Sylvain Rivière
Originaire de Carleton (Gaspésie), Sylvain Rivière est finalement de retour au pays natal
après avoir passé 28 ans aux Îles de la Madeleine. Écrivain très actif, il est tour à tour
poète, auteur de chansons, dramaturge, conteur, nouvelliste, romancier et réalisateur.
Sa bibliographie impressionne : depuis 1981, il a publié une cinquantaine d’ouvrages,
alliant la poésie, le conte, le récit, le théâtre, l’entretien, le roman et le livre jeunesse. En
1989, il fonde, aux Îles-de-la-Madeleine, le Théâtre de la Parlure, où il présente
plusieurs de ses productions. Il a reçu, en 1984 et en 1986, deux bourses du Ministère
des Affaires culturelles pour des stages d’études sur le patois en France et en Belgique.

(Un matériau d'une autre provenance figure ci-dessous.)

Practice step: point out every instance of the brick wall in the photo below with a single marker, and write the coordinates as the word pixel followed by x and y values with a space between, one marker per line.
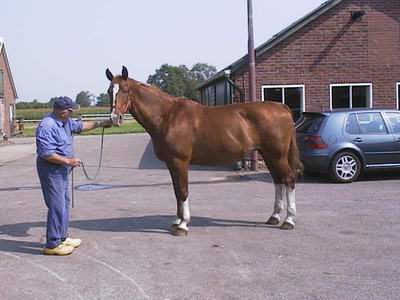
pixel 9 98
pixel 334 49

En 1990, Sylvain Rivière a remporté le Prix Jovette-Bernier et le Prix du Mérite culturel
gaspésien. En 1991, il est finaliste au Grand Prix de poésie du Journal de Montréal. Il a
également obtenu le Prix France-Acadie, en 1994, avec son roman La Belle
Embarquée. En 1996, son apport culturel a de nouveau été récompensé, cette fois par
le Prix Rosaire-Vigneault. Il a reçu le Prix Arthur-Buies pour l’ensemble de son œuvre,
en 1998. Puis, en 1999, il recevait la médaille d’argent de la Renaissance française pour
son engagement à travers la Francophonie. Il fut de nouveau récompensé, en 2003, en
se voyant attribuer le prix Gasparic, en Roumanie, pour la traduction de son œuvre
poétique en roumain.
En 2002, aux Îles-de-la-Madeleine, il fonde le Festival international de conteurs Contes
en Îles, accueillant annuellement une trentaine de conteurs de la Francophonie. En
2003, il coréalise un documentaire aux côtés du globe-trotter Albert Leblanc, depuis la
Gaspésie jusqu’aux Jeux olympiques d’Athènes. En 2005, il a reçu le prix Mnémo
Culture et Traditions du Québec pour son ouvrage intitulé Têtes de violons. En 2009, il
réalise un documentaire sur Léandre Bergeron, intitulé Avec conviction sans espoir, pour
le compte de l’ONF. Il élabore présentement plusieurs projets documentaires qui se
veulent toujours des portraits humains d’êtres exceptionnels, en plus de travailler à la
rédaction d’ouvrages divers, tout en poursuivant sans répit ses nombreuses tournées à
travers la Francophonie. En 2009, il devient lauréat du prix Acadie-Québec.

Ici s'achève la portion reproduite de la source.